Sénégal: la nouvelle garde à vue d'un journaliste inquiète les défenseurs des libertés

 

Au Sénégal, c’est une nouvelle garde à vue de journaliste qui inquiète. Le chroniqueur judiciaire Pape Ndiaye de Walf TV a été convoqué, puis placé en garde à vue, vendredi 3 mars dans l'après-midi.

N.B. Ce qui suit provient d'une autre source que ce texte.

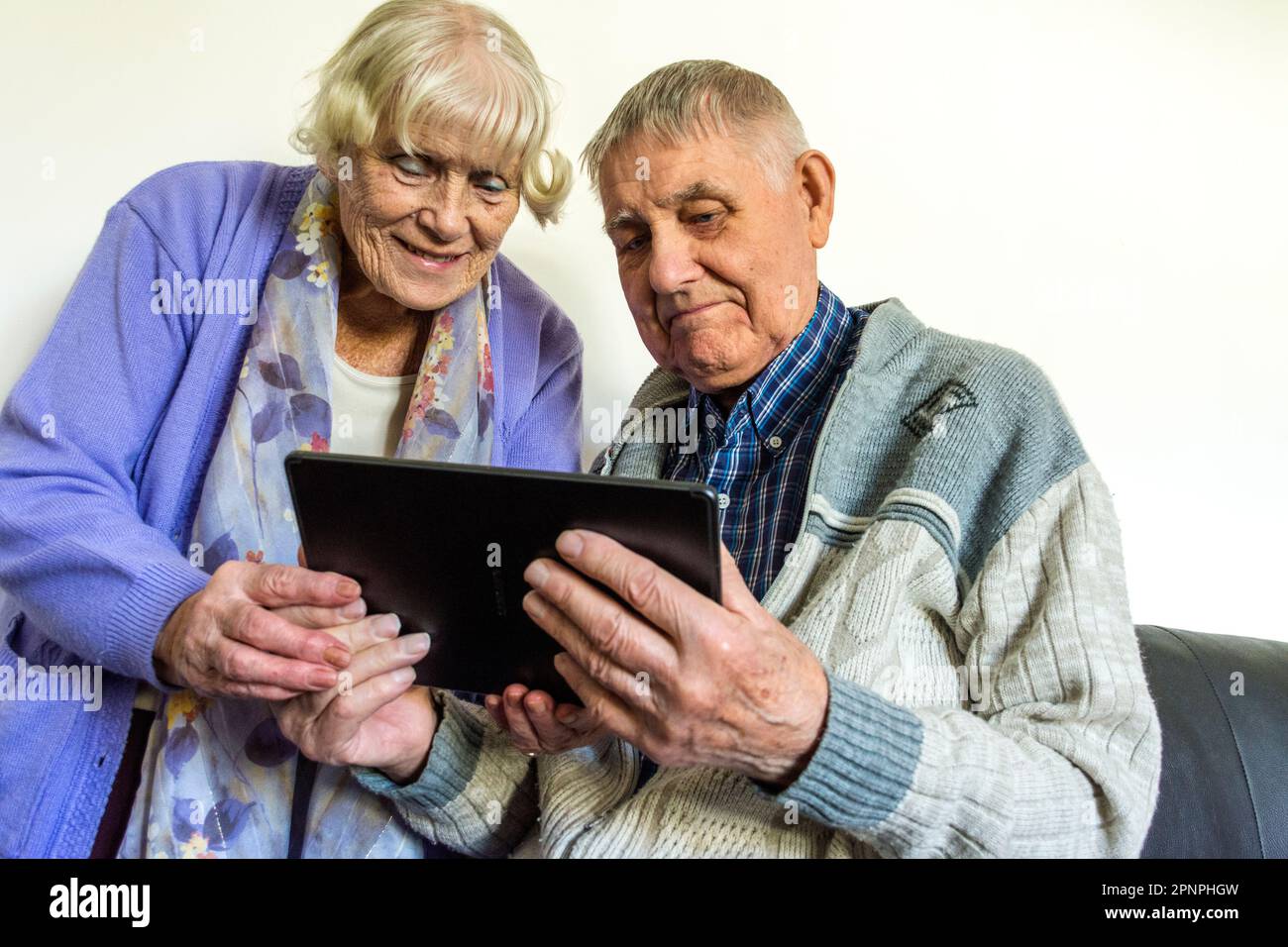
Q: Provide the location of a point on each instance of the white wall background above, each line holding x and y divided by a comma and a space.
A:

Avec notre correspondante à Dakar, Juliette Dubois

Pape Ndiaye est poursuivi pour « diffusion de fausses nouvelles » et « outrage à magistrat ». Dans une émission, il avait affirmé que les dix-neuf substituts du procureur s’étaient opposés au renvoi du politicien Ousmane Sonko devant la Chambre criminelle, dans l'affaire très sensible qui l'oppose à l'ancienne masseuse Adji Sarr. En début d’année, le journaliste Pape Alé Niang avait déjà passé deux mois en prison, lui aussi pour diffusion de fausses nouvelles. Ibrahima Lissa Faye, de la Coordination des associations de presse était avec Pape Ndiaye lors de son audition. Cette garde à vue l’inquiète et il craint pour la liberté de la presse dans le pays.

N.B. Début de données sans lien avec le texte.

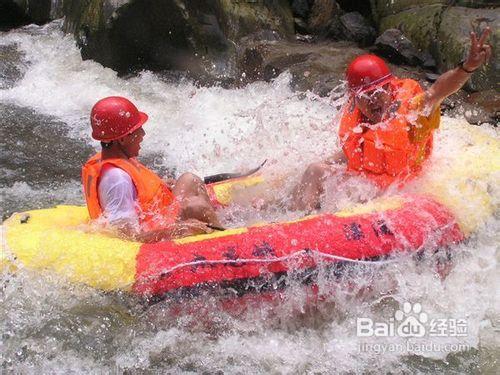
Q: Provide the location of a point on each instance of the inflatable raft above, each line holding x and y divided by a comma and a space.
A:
432, 216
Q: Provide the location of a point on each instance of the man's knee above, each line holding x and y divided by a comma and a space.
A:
189, 179
193, 207
316, 170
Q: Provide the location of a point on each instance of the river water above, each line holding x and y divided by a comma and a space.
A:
46, 93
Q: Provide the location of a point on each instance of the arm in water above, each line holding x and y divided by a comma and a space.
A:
176, 230
451, 81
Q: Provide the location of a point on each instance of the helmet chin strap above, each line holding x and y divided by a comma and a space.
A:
122, 149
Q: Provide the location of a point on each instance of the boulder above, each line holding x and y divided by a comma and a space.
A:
384, 8
487, 101
15, 13
454, 40
12, 65
322, 14
393, 45
355, 27
198, 36
477, 3
318, 67
419, 25
301, 8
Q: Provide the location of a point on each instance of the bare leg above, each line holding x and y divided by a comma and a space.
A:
307, 193
193, 197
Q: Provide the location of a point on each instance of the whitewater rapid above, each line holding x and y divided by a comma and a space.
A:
49, 326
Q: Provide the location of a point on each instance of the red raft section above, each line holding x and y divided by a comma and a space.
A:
418, 223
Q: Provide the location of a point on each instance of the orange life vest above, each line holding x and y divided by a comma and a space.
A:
157, 205
386, 152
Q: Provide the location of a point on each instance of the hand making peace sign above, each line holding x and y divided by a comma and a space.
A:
479, 52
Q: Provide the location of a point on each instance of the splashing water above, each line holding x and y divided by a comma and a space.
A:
51, 326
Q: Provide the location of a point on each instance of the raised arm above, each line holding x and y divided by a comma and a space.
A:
452, 80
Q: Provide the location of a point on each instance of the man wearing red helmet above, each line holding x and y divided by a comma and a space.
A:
127, 196
387, 124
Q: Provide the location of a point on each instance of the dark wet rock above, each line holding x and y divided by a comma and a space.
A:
384, 8
15, 13
11, 15
361, 6
454, 39
477, 108
11, 66
355, 27
323, 14
487, 101
300, 26
301, 8
420, 25
393, 45
318, 67
35, 147
476, 3
198, 36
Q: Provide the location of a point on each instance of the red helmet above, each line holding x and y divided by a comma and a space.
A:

« Il y a d’autres voies et moyens »

« Je ne comprends pas, dit Ibrahima Lissa Faye. C’est vrai que les magistrats pouvaient être outrés, ou peuvent se sentir offensés. Mais quand même, il y a des mécanismes, il y a d’autres voies et moyens qui permettent de régler ce genre de problèmes quand il y en a. Un démenti ou une mise en demeure auraient suffi, ou bien même une saisie du Cored [Conseil pour l'Observation des règles d'éthique et de déontologie dans les médias]. Et le Cored dispose d’un tribunal de pairs pour trancher ce genre de litige. » 

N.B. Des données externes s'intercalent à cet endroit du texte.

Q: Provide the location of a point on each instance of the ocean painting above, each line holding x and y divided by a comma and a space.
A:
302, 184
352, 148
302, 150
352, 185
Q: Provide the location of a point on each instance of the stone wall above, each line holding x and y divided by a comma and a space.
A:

« Vous mettez la peur dans le camp des journalistes »

« C’est cette judiciarisation à outrance des dossiers qui pose problème et qui quand même, poursuit le président de la Coordination des associations de presse, donne l’impression qu’il y a une tentative de musèlement, et également aussi d’intimidation des journalistes. Parce que là, pour un cas qui demande - au plus - un démenti ou une mise en demeure, vous prenez l’option de la prison. En fait, vous mettez la peur dans le camp des journalistes, une haute censure, qui risquent de se dire : moi, si je dis ceci, je risque la prison. On est dans un contexte où les journalistes doivent faire très attention ».

Si elle n’est pas prolongée, la garde à vue de Pape Ndiaye durera jusqu’à ce soir, dimanche 5 mars. Le journaliste devrait être déféré devant le parquet demain lundi matin.